The notion that the wealthier northern nations of Europe would give their southern brethren a financial leg up, spreading the wealth and aiding development until those countries, too, can contribute was extremely naive. It failed to account for cynical, amoral actors who would see such generosity as a weakness to be exploited.
I’ve seen that naivety at work here in Germany, and I saw that amoral cunning while living in Malta. Both were firmly entrenched.
The fundamental assumptions behind the European Union contained fatal flaws. And unfortunately, there doesn’t seem to be any mechanism capable of fixing them.
I’ve always been pro-EU, despite its problems. I think the open borders between countries within Schengen are wonderful — with the caveat that they need to get serious about enforcing their external borders.
The single passport and single currency make business in Europe so much easier, as does ‘freedom of movement’: the ability for citizens to live and work in any other EU country, as long as they can show they’re able to support themselves without being dependent on the system.
I meet so many people from all parts of Europe who came to Berlin or to Malta to work and experience life in a new culture. It really makes the entire continent feel like my own backyard.

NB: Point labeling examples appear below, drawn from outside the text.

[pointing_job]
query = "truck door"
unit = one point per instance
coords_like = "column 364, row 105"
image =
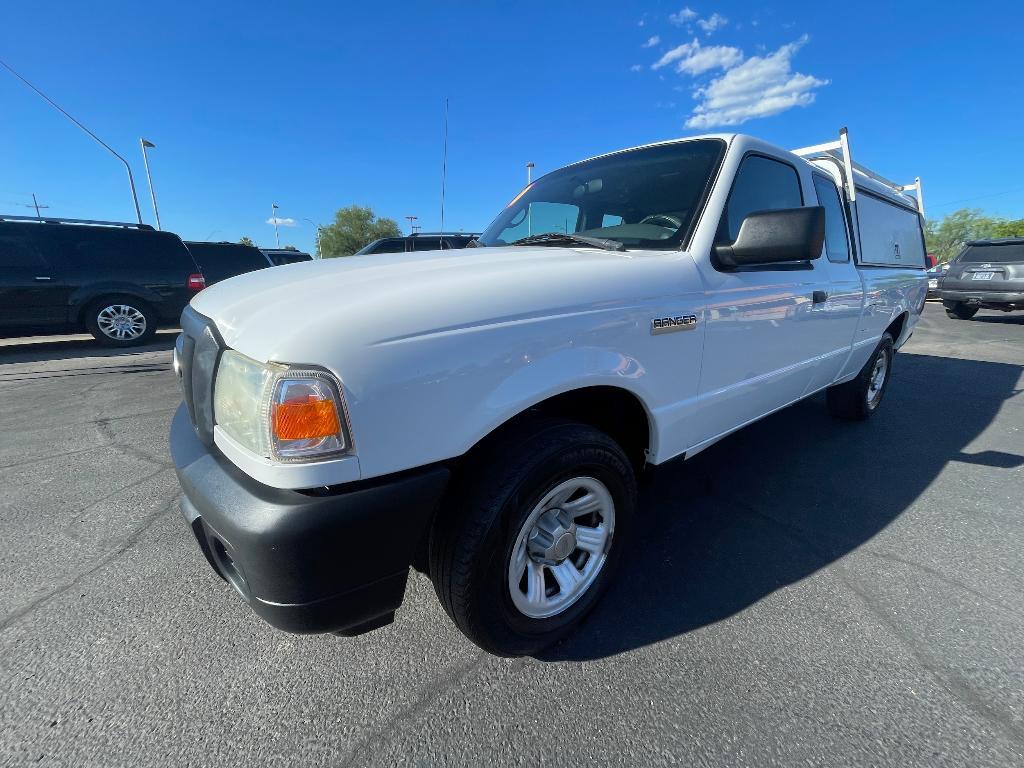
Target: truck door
column 31, row 294
column 835, row 320
column 762, row 338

Sure, Europe is still over-regulated and far too bureaucratic, and that makes business here stagnant and slow compared to North America. Germany is especially cumbersome in that regard. But these are problems that can be solved.
But there’s also an unpleasant reality to deal with: countries like Malta, which have been deliberate parasites on the Union rather than contributors. That needs to be recognized and acted on.
I think in the end, the best case might be a smaller European Union.
I can see the EU fracturing, and then shrinking down to a strongly unified block made up of those northern countries with a shared set of values, and a shared commitment to deeper economic and political integration.
The EU as we know it now — with open internal borders, and freedom of movement for work — would persist in that smaller zone, and the rest would devolve into a continent-wide trade agreement.
That’s my best guess after a decade of living here. It’ll be interesting to see how it all plays out.
The future of the European Union is a troubled one. And the COVID-19 crisis could be the hammer that finally shatters it.